Two news reports illustrate the evolution of the Democratic Party and racial politics since 1992.
Former President Bill Clinton said Friday he regretted drowning out the chants of black protesters at a rally in Philadelphia the day before, when he issued an aggressive defense of his administration’s impact on black families. His reaction thrust a debate about the 1990s into the center of his wife’s presidential campaign, one that has focused heavily on issues of race and criminal justice.
“I know those young people yesterday were just trying to get good television,” Mr. Clinton said Friday of the Black Lives Matter protesters who interrupted him Thursday in accusing Hillary Clinton of being responsible for black deaths. “But that doesn’t mean that I was most effective in answering it.”

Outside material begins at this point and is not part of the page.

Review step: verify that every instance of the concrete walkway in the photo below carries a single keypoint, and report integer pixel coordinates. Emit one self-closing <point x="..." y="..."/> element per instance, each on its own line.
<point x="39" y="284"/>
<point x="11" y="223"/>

It was a remarkable reversal for Mr. Clinton, who has had to campaign for his wife in an era when the signature policies of his administration have been repudiated both by Mrs. Clinton and her opponent, Senator Bernie Sanders of Vermont.
None of those issues has been more central to the 2016 campaign than the 1994 crime bill, which created tougher penalties for nonviolent drug offenders, erected dozens of new prisons and deluged American cities with more police officers.
In June 1992, Gwen Ifill reported at The New York Times:
Aggressively rebutting the Rev. Jesse Jackson, Gov. Bill Clinton said today that he would not "back down on what I said" at the conference of the Rainbow Coalition last weekend about remarks attributed to a rap performer.
"I bragged on the Rainbow Coalition and its programs," Mr. Clinton told reporters as he entered a radio station, defending his speech at the conference. "I criticized divisive language by Sister Souljah. If Jesse Jackson wants to align himself with that now and claim that's the way he felt, then that's his business."